Najnowsze dane z GUS napawają optymizmem. W pierwszym kwartale 2025 roku Polskie PKB wzrosło o 3,2% w skali rok do roku, czyli o więcej 2,2% względem analogicznego okresu w 2024 roku. Co więcej, w ujęciu sezonowo skorygowanym gospodarka poszła w górę o 0,7% w odniesieniu do czwartego kwartału 2024 roku. To sugeruje, że Polska znajduje się w dobrej kondycji gospodarczej w porównaniu z przeciętną stopą wzrostu 1,1% w strefie euro prognozowaną przez Komisję Europejską na 2025 r. Czy tak jest w rzeczywistości? Jak Polska gospodarka wypada na tle Europy?
Gospodarka Polski i Niemiec w 2024 roku
Gospodarka w 2024 roku zdawała się zatrzymać w półtaktu. Indeks PMI dla przemysłu w strefie euro spadł do poziomów 43–44 pkt, bynajmniej nie zwiastując eskalacji – wręcz przeciwnie, sygnalizując wyraźne spowolnienie. Los ten spotkał tradycyjne gospodarcze tuzy – Niemcy, gdzie PMI sięgnął 48,5 pkt, i Francję, z wynikiem 47,8 pkt. To oznaczało, że Europa znalazła się w czasie zastoju.
W tym chaosie polska gospodarka nie radziła sobie najgorzej. To nie przypadek, ale efekt zwiększonych inwestycji publicznych, napędzanych zastrzykiem pieniędzy z funduszy UE, które zwiększyły się o kilkanaście procent i zostały przeznaczone modernizację dróg, rozbudowę armii oraz unowocześnianie szkół i szpitali. Konsumpcja gospodarstw domowych – najczulszy miernik poziomu życia obywateli – rosła o 10,8% r/r, a realny wzrost przeciętnego miesięcznego dochodu rozporządzalnego na osobę w gospodarstwach domowych w 2024 r. wyniósł aż 14,1%.
Właśnie tego impulsu do działania brakowało w Niemczech. W 2024 r. w Niemczech zamknięto więcej firm niż podczas poprzedniego poważnego kryzysu finansowego i gospodarczego w 2011 r. Wysokie ceny energii elektrycznej spowodowały, że szczególnie dotknięte zostały branże energochłonne. Ponadto firmy musiały zaprzestać działalności z powodu niedoboru pracowników i specjalistów w związku ze starzeniem się społeczeństwa, a szeroko zakrojona biurokracja jeszcze bardziej hamowała rozwój biznesu.

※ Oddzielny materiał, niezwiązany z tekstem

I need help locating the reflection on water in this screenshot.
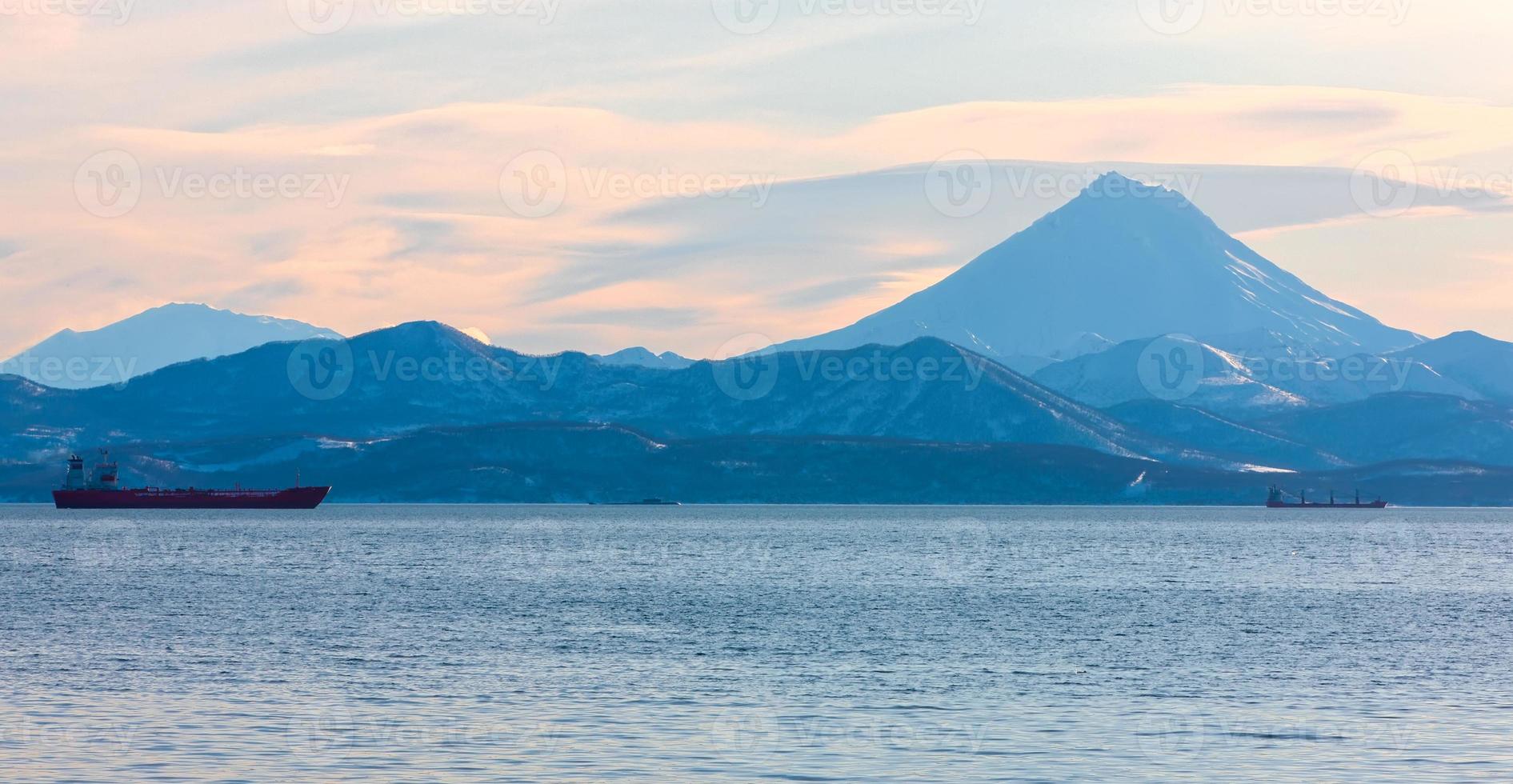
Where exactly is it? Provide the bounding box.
[0,506,1513,781]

Polska gospodarka w 2025 roku
Rok 2025 rozpoczął się dla Polski pod znakiem stabilnego, ale zrównoważonego wzrostu. Według najnowszych danych Narodowego Banku Polskiego wskaźnik PKB wzrośnie w 2025 o 3,6 %, w 2026 o kolejne 3,1 %, a w 2027 o 2,5 %.

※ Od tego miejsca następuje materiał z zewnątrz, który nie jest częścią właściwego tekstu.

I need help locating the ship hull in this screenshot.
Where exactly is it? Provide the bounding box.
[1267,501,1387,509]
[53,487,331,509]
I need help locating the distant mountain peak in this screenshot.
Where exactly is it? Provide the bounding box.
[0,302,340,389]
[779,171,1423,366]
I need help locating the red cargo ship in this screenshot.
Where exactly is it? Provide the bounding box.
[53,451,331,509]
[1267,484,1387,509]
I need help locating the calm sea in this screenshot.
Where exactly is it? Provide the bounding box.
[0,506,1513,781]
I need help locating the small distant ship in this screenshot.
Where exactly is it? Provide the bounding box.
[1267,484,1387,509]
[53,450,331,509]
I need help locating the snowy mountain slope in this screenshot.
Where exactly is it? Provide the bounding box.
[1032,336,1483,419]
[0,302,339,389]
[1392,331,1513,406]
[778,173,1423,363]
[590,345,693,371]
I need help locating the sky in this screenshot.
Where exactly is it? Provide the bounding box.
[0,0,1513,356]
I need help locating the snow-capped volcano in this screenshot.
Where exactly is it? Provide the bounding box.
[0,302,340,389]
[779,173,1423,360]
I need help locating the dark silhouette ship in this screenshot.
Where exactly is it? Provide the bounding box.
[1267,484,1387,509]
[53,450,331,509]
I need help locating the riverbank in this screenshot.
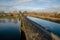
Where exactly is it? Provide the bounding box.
[25,13,60,23]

Bankowcy zwracają uwagę, że ta dynamika jest skutkiem imponującego przyrostu popytu krajowego – który wzrósł o ok. 4,6% w I kwartale, a nawet 4,9% w połowie roku, napędzając realną konsumpcję gospodarstw domowych (+2,5% w I kwartale, +3,6% w II kwartale). To znak, że gospodarstwa domowe zaczynają odważniej podchodzić do zakupów, zamiast gromadzić wszystko na czarną godzinę.
A na tym nie koniec, bo główny ekonomista Pekao, Ernest Pytlarczyk zakłada, że Rada Polityki Pieniężnej zdecyduje się na kolejną obniżkę stóp procentowych najwcześniej we wrześniu (jego zdaniem na koniec roku stopa referencyjna NBP wyniesie 4,75% i podkreślając, że druga połowa roku przyniesie silne wykorzystanie środków z KPO, uważa, że:
Wzrost PKB Polski na poziomie 4 % w 2025 r. jest wciąż realny.

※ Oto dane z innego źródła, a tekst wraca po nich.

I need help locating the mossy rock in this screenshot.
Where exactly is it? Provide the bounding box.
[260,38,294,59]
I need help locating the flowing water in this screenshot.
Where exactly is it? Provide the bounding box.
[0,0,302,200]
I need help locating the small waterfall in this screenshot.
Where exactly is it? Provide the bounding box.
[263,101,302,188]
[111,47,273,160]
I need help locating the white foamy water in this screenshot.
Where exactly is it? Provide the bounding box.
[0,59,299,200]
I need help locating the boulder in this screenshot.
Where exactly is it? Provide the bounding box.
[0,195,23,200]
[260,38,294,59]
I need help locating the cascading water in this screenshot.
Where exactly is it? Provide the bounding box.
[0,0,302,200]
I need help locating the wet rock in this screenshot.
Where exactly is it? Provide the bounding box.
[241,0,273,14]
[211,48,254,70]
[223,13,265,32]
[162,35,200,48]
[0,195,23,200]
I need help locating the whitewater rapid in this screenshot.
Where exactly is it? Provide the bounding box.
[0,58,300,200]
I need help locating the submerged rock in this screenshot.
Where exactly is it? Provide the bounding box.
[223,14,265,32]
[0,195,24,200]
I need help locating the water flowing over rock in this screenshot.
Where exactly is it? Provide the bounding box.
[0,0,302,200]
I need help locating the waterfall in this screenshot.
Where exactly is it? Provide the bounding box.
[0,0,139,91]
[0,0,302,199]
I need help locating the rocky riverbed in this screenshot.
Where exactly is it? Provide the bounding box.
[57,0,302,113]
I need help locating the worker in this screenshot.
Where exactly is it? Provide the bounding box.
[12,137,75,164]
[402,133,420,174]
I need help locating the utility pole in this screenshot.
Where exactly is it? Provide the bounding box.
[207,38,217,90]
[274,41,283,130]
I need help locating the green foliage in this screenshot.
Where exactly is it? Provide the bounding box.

Równocześnie inflacja nadal utrzymuje się powyżej celu NBP. Zgodnie z prognozą NBP, średnia za 2025 rok wyniesie 3,9%, a inflacja bazowa – 3,4%. Według Instytutu Prognoz i Analiz Gospodarczych (IPAG), średnia roczna to 4,1%, z tendencją spadkową do 3,8% w grudniu. To oznacza stabilny wzrost i kontrolowaną presję inflacyjną – scenariusz optymalny w warunkach umiarkowanej polityki pieniężnej.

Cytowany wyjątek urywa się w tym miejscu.